Since the world’s first CCTV camera was installed in Germany in 1942, the number of surveillance cameras around the world has grown immensely. In fact, as Visual Capitalist’s Avery Koop notes, it only took us 79 years to go from one camera to nearly one billion of these devices.
In the above interactive graphic, Surfshark maps out how prevalent CCTV surveillance cameras are in the world’s 130 most populous cities.
Big Brother is Watching
So how many of us are being watched? China and India are the countries with the highest densities of CCTV surveillance cameras in urban areas. Chennai, India has 657 cameras per square kilometer, making it the number one city in the world in terms of surveillance.
Here’s a closer look at the world’s top 10 cities by CCTV density.
London is the only non-Asian city to crack the list with 399 CCTV cameras per square kilometer.
Beijing ranks in tenth place. The Chinese capital has the highest number of CCTV cameras in total, at just over 1.1 million installed in the city.
Although CCTV cameras have become extremely prevalent in cities around the world, this does not mean these cameras are seeing and recognizing our every move. In most instances, cameras are in a fixed position—and some of the more invasive aspects of CCTV, like accompanying facial recognition technology, are not universal yet.
The Need for CCTV
The ubiquity of surveillance cameras can be unnerving to some, as they represent diminishing privacy. However, there are also those that feel the presence of cameras creates added safety.
While governments like China’s claim that having high amounts of surveillance cameras helps reduce crime, the actual data gets messy. For example, the Chinese city of Taiyuan has roughly 120 cameras per every thousand people and yet the city has a higher crime index than most.
Freedom vs. Security
As surveillance networks become more sophisticated and granular, there is increasing concern about breaches to personal freedoms.

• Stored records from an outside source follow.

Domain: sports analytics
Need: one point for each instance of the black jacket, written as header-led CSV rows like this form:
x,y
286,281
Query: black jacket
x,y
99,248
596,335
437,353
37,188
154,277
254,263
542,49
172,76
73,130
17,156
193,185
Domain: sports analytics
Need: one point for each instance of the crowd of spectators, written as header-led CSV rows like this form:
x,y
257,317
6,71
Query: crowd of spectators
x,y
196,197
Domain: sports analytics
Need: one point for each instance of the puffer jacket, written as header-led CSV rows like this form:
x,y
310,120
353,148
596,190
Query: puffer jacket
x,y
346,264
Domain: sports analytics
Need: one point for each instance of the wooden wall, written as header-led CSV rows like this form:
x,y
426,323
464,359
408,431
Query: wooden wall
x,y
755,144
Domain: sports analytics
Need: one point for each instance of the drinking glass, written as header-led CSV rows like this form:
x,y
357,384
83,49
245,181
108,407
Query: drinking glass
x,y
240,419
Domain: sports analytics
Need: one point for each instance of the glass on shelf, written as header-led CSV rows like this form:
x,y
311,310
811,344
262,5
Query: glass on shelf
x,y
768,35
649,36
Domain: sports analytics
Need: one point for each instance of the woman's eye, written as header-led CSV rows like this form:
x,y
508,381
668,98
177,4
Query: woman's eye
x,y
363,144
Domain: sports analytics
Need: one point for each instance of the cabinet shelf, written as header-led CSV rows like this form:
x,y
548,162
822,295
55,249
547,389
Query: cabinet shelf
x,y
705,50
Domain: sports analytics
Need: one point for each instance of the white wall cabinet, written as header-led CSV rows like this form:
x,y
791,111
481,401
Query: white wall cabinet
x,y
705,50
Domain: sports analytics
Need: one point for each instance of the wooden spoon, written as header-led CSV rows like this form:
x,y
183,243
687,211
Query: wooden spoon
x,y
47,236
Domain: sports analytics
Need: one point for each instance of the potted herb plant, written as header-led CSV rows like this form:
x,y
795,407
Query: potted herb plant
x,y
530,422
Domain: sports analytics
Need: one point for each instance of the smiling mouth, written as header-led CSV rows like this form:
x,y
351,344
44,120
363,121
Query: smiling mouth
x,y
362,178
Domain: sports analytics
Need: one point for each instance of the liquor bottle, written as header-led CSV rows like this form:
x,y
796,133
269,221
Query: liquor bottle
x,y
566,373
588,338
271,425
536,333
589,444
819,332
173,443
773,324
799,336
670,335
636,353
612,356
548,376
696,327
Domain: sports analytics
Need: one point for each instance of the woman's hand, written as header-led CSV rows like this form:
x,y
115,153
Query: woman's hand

China is doubling down with surveillance in its cities by pioneering the usage and exportation of facial recognition technology. This technology is integral to China’s proposed social points system. With a database of 1.3 billion pictures that can be matched to a face on a CCTV camera in seconds, troublemaking citizens can easily be identified.
In India, on the other hand, the amount of cameras can be attributed to mass urbanization, rising crime, and scarcity of urban resources. Overall, there is a rising middle class that wishes to protect itself with the use of CCTV cameras.
As we close in on one billion CCTV surveillance cameras globally by the end of 2021, we will undoubtedly continue to be monitored well into the future.